I took my wife to the airport today. She'll be spending the next two weeks with her family in Thailand. I don't like driving to the airport. San Francisco International is eighty miles away and is an intimidating maze for me. Even though I worked there for almost two years, I still get lost in that place. And even though I worked there most of the time as a baggage handler and have subsequently flown out of there myself once and taken my wife and others to fly out of there several times since, I still get confused about check-in and boarding procedures. I simply don't know what to do or how to do it. If I didn't have someone with me who does know, I'd be lost in confusion, even if I somehow eventually managed to muddle through. This is one manifestation of the learning difficulty I've often written about here.
Another example happened last night. At work, I wear a badge attached to a lanyard. Last night, the lanyard became entangled with my headphones that I use to listen to my Walkman. I spent over ten minutes struggling to untangle them but only made matters worse. I looked at the tangle and tried to figure out how to resolve it, but my brain just couldn't make sense of it. So, at quitting time, I ended up throwing my tangled badge and headphones in my backpack, bringing them home, and asking my wife to untangle the mess.
I could have struggled with it more at home, but I wanted to see how quickly my wife could undo the tangle.

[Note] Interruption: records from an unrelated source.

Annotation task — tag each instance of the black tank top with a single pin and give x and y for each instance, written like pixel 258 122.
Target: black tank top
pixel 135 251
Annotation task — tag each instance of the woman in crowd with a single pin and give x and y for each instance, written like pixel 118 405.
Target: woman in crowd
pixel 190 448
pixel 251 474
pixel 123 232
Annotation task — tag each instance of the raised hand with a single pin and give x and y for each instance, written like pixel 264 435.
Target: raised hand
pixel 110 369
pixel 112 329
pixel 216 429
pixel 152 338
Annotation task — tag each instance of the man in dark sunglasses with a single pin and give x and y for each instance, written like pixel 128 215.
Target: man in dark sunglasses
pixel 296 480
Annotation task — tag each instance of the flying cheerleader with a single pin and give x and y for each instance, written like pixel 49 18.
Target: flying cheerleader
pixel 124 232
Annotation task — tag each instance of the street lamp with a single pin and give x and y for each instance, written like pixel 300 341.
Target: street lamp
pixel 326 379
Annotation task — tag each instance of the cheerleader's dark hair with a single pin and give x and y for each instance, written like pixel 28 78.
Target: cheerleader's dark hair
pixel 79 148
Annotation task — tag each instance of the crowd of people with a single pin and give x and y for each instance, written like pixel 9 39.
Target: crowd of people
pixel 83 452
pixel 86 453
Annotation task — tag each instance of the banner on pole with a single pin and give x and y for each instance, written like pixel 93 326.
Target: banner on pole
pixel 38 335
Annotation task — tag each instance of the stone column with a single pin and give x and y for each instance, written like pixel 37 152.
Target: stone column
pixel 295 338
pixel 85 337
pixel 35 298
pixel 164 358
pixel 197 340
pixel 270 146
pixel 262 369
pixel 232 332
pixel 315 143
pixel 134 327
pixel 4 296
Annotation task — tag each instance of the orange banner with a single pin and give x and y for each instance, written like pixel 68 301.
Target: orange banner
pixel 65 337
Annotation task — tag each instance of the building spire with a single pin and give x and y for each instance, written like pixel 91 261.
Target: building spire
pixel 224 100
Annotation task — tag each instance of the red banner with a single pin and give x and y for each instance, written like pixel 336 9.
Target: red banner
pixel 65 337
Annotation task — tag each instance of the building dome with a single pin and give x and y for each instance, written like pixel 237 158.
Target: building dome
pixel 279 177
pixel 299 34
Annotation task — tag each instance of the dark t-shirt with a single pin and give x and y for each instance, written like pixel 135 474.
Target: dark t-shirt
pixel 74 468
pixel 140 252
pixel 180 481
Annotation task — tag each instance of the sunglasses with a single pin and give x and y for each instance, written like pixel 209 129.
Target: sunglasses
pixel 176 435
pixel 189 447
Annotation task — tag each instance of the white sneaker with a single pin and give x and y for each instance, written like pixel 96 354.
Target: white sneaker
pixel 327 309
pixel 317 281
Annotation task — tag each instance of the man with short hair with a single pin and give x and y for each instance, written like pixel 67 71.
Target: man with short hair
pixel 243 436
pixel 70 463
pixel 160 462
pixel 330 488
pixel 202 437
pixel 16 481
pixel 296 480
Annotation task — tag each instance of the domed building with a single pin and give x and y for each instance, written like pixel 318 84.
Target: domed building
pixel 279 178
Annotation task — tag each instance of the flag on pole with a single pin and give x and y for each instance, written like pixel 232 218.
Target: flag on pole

She looked at it for no more than a few seconds and took only a few more seconds after that to extricate the headphone cord from the lanyard. It was no problem for her whatsoever. She could instantly "see" how to do it before she began. By contrast, when I'd looked at it, all I could see was a tangle that I had no clue how to resolve, so I tried haphazardly to untangle it and only made it worse.
When I venture outside my comfort zone of narrow routine, this is the sort of thing I deal with constantly. So I've lived a very circumscribed life that has spared me all the wasted time and frustration of trying in vain to untangle life's knots and navigate life's mazes. If I had believed that taking on these challenges more often would make me better at resolving them, I would have done it. But lifelong experience has told me that practice not only doesn't make perfect but seldom results in significant improvement of any kind.
Yet, I'm now trying to disregard voices speaking of the past and focus on creating a different present and future.